Mieli do czynienia z wariatem, tak? Musieli mieć, bo gdy exile wpadł w monolog, jego słowa brzmiały jak naprawdę chore fantazje. I nawet nie chodziło o to, że słowa hakera nie miały sensu - na ile Jaana mogła to ocenić, to one nawet trzymały się kupy. Tylko że... To brzmiało trochę jak fanatyzm. Jak jakiś kompleks zbawiciela. Przekonanie, że tylko on jedyny może zrobić coś, za co cała reszta społeczeństwa najpewniej powinna być mu wdzięczna. A takiego tonu Ritavuori bardzo, bardzo nie lubiła. Taki ton nigdy nie prowadził do niczego dobrego.

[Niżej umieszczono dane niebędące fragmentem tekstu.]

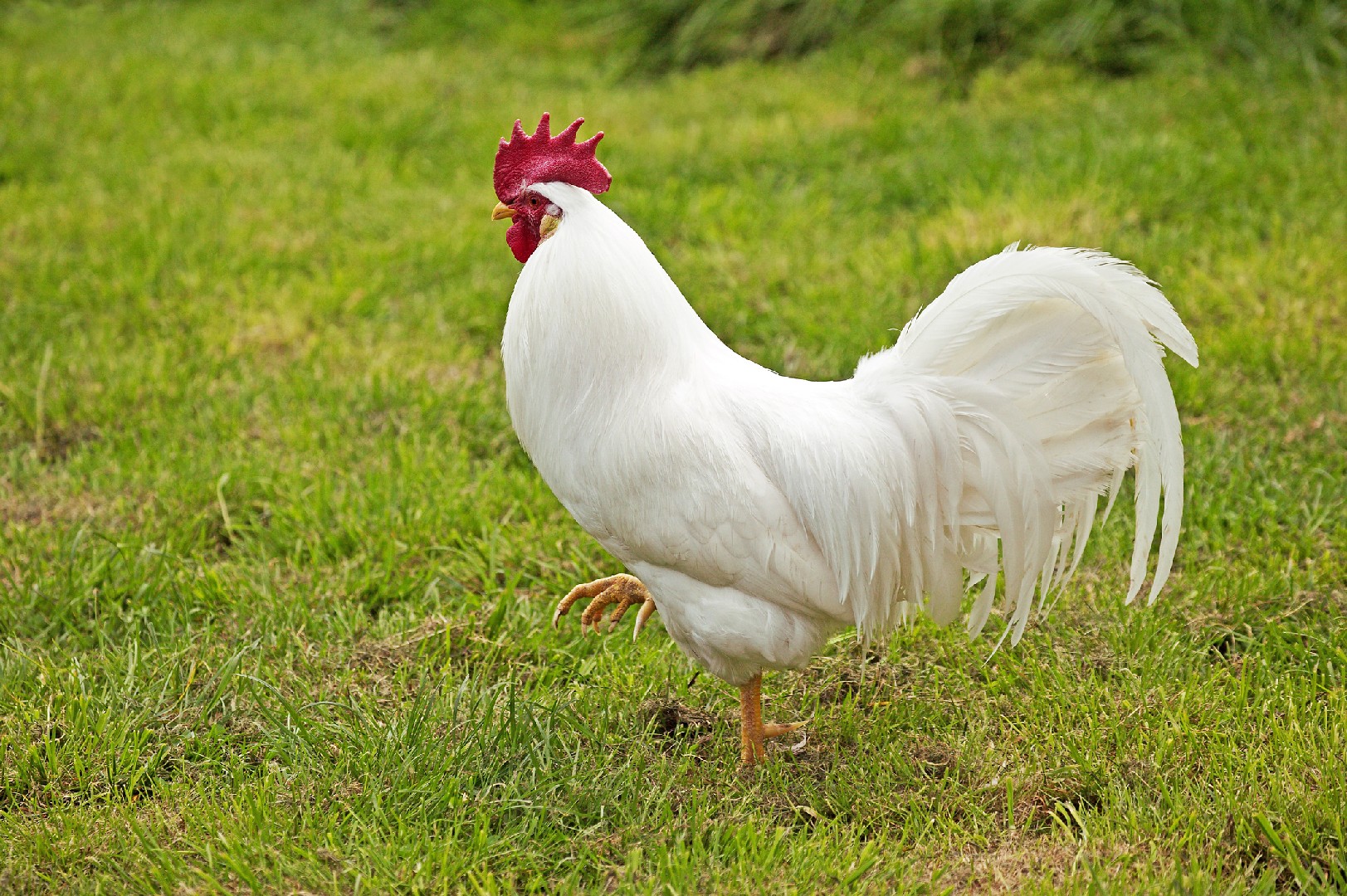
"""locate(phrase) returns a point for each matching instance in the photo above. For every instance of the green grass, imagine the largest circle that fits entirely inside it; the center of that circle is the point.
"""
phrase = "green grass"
(275, 577)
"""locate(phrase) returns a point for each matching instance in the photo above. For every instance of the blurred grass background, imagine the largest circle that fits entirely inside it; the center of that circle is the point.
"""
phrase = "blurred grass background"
(275, 576)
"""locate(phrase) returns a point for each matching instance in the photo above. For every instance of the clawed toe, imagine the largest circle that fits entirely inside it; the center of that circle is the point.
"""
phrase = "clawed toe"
(622, 589)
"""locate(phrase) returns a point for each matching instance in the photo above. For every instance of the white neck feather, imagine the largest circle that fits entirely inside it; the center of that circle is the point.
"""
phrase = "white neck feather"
(593, 314)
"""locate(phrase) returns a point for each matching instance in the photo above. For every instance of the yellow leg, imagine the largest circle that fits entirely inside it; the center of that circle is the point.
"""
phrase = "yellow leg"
(754, 731)
(622, 589)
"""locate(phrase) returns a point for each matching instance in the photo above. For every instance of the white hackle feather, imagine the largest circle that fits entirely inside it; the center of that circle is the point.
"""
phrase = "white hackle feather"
(765, 512)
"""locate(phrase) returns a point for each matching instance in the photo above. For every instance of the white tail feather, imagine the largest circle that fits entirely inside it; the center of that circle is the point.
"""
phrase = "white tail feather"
(1052, 365)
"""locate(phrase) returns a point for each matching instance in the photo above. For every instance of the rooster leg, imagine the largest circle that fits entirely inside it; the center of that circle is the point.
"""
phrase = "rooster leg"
(754, 729)
(622, 589)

Kątem oka obserwowała Flynna, nie racząc się już odezwać. Z monologiem hakera w tle, nie zamierzała podpowiadać pozostałym, gdzie jest - tym bardziej, że teraz byli już bardzo blisko siebie, być może po prostu po przeciwnych stronach ściany. Idąc tak cicho, jak tylko mogła i rozglądając się może nieco desperacko na wszystkie strony - ostatnim, czego chciała, to strzał w plecy od któregoś z oponentów przekradających się naokoło - przyczaiła się przy ścianie, odetchnęła cicho i zastanowiła. Coś musieli zrobić, tylko... Zmarszczyła lekko brwi. A jakby się rozdzielić, jeszcze bardziej niż teraz?
Obejrzała się na Towera.
Na około? zasygnalizowała mu w miarę zrozumiałymi - miała nadzieję - gestami dłoni. Nie zamierzała do niego krzyczeć i tym samym informować wszystkich wkoło, co zamierzają zrobić. Szczególnie, że tym razem akurat wcale nie była pewna, czy to dobry pomysł. W jej ruchach widać było pytanie - wyjątkowo opinia Flynna była dla niej istotna. Może nie niezbędna, ale jednak pożądana.
Z drugiej strony, Tower przecież i tak zrobi jak uzna za stosowne, niezależnie co by mówiła.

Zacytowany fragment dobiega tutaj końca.